Appreciating this economic angst brings us one step closer to comprehending the admiration that the Chinese Internet generation feels for Hitler: they crave a strong leader to lift them out of their economic woes. But aren't there other strong leaders in history to choose from? Why not choose a leader whose reputation is unsullied by the stains of aggression? At this point, nobody really knows. While it's not clear why they have chosen Hitler as their rallying cry, what is certain is that this affinity for Hitler will have a detrimental impact on China's ambition of foreign relations.
The most immediate impact of the Hitler phenomenon will be felt in Japan. For decades, the Chinese government has demanded that Tokyo revise its high school history curriculum in order to reflect the full horrors that the Japanese military visited upon Nanjing during World War II.

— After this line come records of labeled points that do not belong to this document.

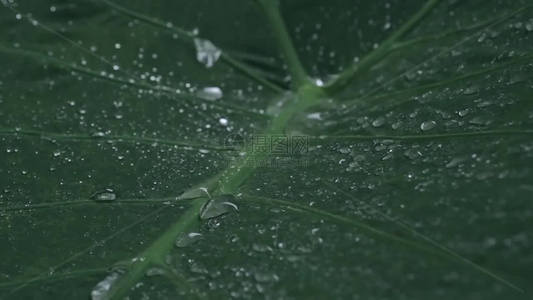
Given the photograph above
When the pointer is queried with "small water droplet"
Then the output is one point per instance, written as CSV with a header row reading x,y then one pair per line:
x,y
344,150
455,162
265,277
412,153
155,272
479,120
378,122
186,239
218,206
388,156
517,78
261,248
210,93
471,90
101,290
464,112
206,52
428,125
106,195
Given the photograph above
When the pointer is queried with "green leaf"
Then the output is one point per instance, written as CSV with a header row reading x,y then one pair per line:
x,y
140,145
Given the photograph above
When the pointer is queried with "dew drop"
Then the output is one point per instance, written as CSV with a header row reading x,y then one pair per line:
x,y
265,277
206,52
223,121
218,206
186,239
517,78
455,162
210,93
479,120
428,125
412,153
463,112
106,195
471,90
344,150
155,272
101,290
378,122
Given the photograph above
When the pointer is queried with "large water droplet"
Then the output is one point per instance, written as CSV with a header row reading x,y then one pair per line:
x,y
428,125
412,153
155,272
479,120
218,206
378,122
106,195
265,277
186,239
101,290
471,90
210,93
206,52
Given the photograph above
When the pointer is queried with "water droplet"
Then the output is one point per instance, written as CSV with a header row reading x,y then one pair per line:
x,y
218,206
455,162
428,125
471,90
314,116
155,272
210,93
107,195
265,277
388,156
517,78
223,121
412,153
186,239
479,120
206,52
378,122
261,248
101,290
344,150
463,112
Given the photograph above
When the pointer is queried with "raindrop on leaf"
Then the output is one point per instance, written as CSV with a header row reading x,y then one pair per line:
x,y
218,206
186,239
206,53
428,125
104,196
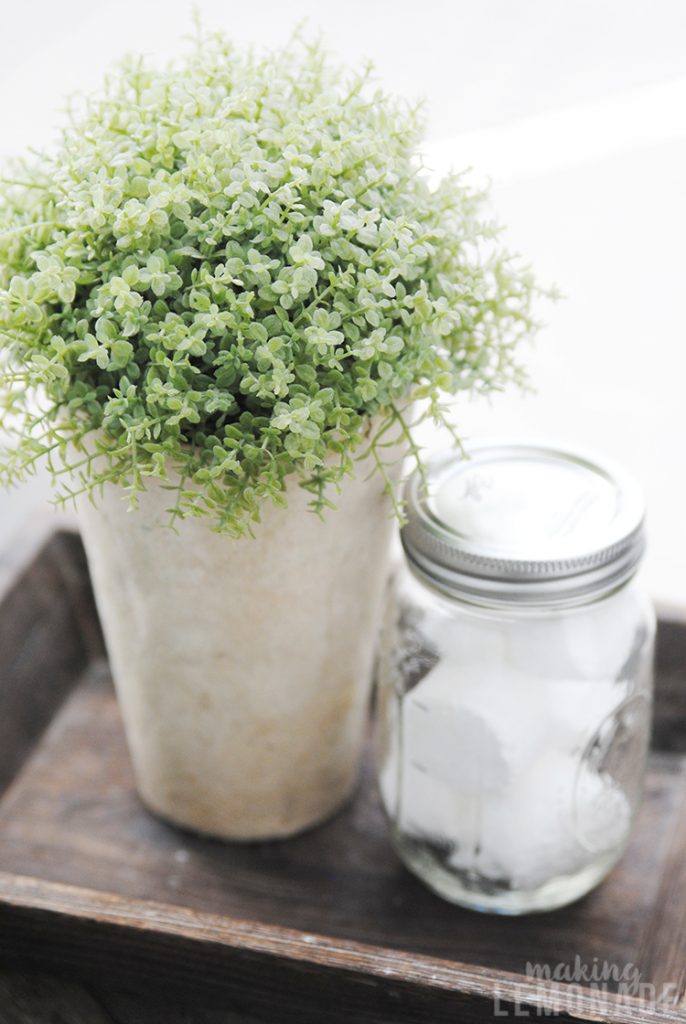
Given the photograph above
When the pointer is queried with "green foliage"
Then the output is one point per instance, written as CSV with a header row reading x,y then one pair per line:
x,y
231,268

This demand has been one of the largest and most persistent friction points in Sino-Japanese relations. If it turns out that China's own history curriculum lacks adequate coverage of the horrors that the German military inflicted upon European Jewry, the Chinese government will lose the moral high ground and appear completely disingenuous in its relations with Tokyo.
The Hitler phenomenon will also have a negative impact on China's relations with its continental neighbors. Countries like India and Vietnam are already concerned about Beijing's military buildup, which has seen double-digit increases for each of the past five years.
When they discover that the most popular personality among young Chinese is a man best known for expansionism, their sense of suspicion will flare, and they will invest a greater share of societal resources in preparing for confrontation. This response may have a paradoxical effect of further stoking the flames of Chinese nationalism and increasing tensions around the borders.
The most consequential effect of the Hitler phenomenon, however, will undoubtedly be felt on China's relationship with Washington. The Chinese foreign policy establishment expends considerable resources in Washington to promote the idea of "China's peaceful rise", a form of exceptionalism which holds that China's rise to power will be free of armed conflict.
Due to the overwhelming weight of historical authority against it, the peaceful rise theory has gained only limited traction inside the beltway. But when the engineers of America's foreign policy discover that young Chinese idolize the most famous aggressor in history, the peaceful rise theory will lose all credibility, and those who seek to paint China as a threat to American interests will be emboldened.
Immediate action must be taken to educate Chinese youth on the truth about World War II and show them how critically history has judged the rule of Hitler.
As a first step, Kaixin should remove the inflammatory post and issue a public correction of facts. Just as Facebook ultimately realized that it had a public security duty to remove a page calling for the "third intifada",  so too Kaixin must realize that as one of the largest media outlets in China, it cannot tolerate expressions of support for proponents of aggression.
Second, the Chinese Ministry of Education should conduct a thorough review of the history curriculum taught in Chinese high schools in order to make sure that its treatment of World War II is in line with international academic standards.
Finally, relevant Jewish organizations, from the Israeli Ministry of Foreign Affairs to the United States Holocaust Museum, should engage with Chinese partners, such as the Shanghai Center for Jewish Studies and the Sino-Judaic Institute, to promote Holocaust education and awareness of modern genocide.
Spanish-American philosopher, essayist, poet and novelist George Santayana taught that those who do not learn from history are doomed to repeat it. The only thing more lamentable than repeating history because we failed to learn from our mistakes would be repeating history because others failed to learn from them.